Evans responds that this action is not subject to the two-dismissal rule. Evans maintains that the Pension Fund was neither a party in Evans I nor was it in privity with any defendant of that lawsuit. ECF Nos. 12 at 4 and 7; 17 at 3. Evans also claims that because the Court approved the dismissal of Evans II, that dismissal did not occur "without a court order" within the meaning of Rule 41(a)(1)(A), thus prohibiting the rule's application. Finally, Evans contends that Evans I did not "appropriately" state a claim for benefits under ERISA. ECF No. 12 at 5.
The two-dismissal rule is somewhat of an outlier within the federal rules of practice. "The basic purpose of the Federal Rules is to administer justice through fair trial, not through summary dismissal as necessary as they may be on occasion." Surowitz v. Hilton Hotels Corp. , 383 U.S. 363, 373, 86 S. Ct. 845, 15 L. Ed. 2d 807 (1996). "The 'two dismissal' rule is an exception to the general principle, contained in Rule 41(a)(1) and honored in equity prior to the adoption of the Federal Rules, that a voluntary dismissal of an action does not bar a new suit based upon the same claim." Poloron Products, Inc. v. Lybrand Ross Bros. & Montgomery, 534 F.2d 1012, 1017 (2d Cir. 1976).

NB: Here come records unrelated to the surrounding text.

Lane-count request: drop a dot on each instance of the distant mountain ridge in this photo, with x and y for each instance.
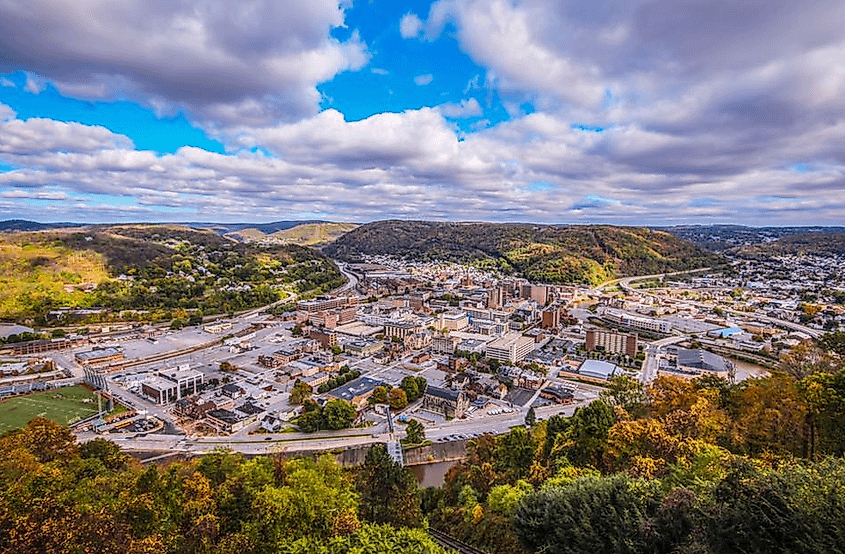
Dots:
(565, 254)
(718, 238)
(221, 228)
(26, 225)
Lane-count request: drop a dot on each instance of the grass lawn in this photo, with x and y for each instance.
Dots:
(64, 406)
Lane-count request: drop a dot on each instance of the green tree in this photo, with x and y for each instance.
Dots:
(379, 396)
(591, 514)
(389, 491)
(414, 432)
(338, 414)
(531, 417)
(514, 453)
(627, 393)
(397, 399)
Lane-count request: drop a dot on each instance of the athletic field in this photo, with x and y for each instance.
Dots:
(64, 406)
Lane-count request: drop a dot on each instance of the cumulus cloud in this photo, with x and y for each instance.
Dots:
(220, 60)
(409, 164)
(410, 25)
(644, 112)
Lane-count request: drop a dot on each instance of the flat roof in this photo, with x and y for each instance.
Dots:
(356, 387)
(99, 353)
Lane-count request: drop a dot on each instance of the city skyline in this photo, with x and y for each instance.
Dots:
(641, 113)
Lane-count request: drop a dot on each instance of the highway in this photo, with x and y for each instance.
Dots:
(328, 440)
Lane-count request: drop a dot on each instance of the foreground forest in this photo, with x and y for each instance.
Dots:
(702, 466)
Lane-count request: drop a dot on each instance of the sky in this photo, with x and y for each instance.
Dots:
(630, 112)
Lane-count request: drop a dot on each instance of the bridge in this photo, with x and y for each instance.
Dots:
(451, 543)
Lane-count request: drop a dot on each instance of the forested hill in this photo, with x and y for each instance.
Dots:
(155, 272)
(813, 243)
(544, 253)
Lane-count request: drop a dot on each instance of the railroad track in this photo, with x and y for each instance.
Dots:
(447, 541)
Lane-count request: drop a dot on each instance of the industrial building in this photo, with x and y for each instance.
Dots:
(611, 341)
(171, 385)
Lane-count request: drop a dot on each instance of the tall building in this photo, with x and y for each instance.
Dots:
(551, 318)
(495, 298)
(511, 348)
(611, 341)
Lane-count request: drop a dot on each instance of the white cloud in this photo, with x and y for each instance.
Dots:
(466, 108)
(409, 164)
(34, 84)
(410, 25)
(218, 60)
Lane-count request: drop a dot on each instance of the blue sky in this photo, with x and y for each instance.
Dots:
(633, 112)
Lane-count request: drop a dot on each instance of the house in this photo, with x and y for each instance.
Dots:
(233, 391)
(558, 394)
(597, 369)
(271, 424)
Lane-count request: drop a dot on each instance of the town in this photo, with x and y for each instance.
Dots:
(458, 350)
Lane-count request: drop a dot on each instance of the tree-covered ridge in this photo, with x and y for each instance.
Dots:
(699, 466)
(158, 270)
(818, 244)
(543, 253)
(57, 497)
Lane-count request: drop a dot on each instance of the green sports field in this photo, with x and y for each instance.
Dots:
(64, 405)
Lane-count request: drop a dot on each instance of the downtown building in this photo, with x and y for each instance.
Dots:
(511, 348)
(612, 341)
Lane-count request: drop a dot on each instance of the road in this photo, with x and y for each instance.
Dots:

"'Because of the ease with which a voluntary dismissal may be secured, courts have held that the two-dismissal rule was practically necessary to prevent an unreasonable use of dismissals.'" Demsey v. Demsey, 488 Fed. Appx. 1, 2 (6th Cir. 2012) (quoting Loubier v. Modern Acoustics, 178 F.R.D. 17, 20 (D.Conn. 1998)). In particular, "Rule 41(a)(1)(B) 'was intended to eliminate the annoying of a defendant by being summoned into court in successive actions and then, if no settlement is arrived at, requiring him to permit the action to be dismissed and another one commenced at leisure.'" Demsey v. Demsey, 488 Fed. Appx. at 2 (quoting Cooter & Gell v. Hartmarx Corp., 496 U.S. 384, 397, 110 S. Ct. 2447, 110 L. Ed. 2d 359 (1990)); see C. Wright, A. Miller, 9 Federal Practice & Procedure: Civil 3d § 2368, p.567 (2008) (intent was to "prevent delays and harassment caused by plaintiffs securing numerous dismissals without prejudice").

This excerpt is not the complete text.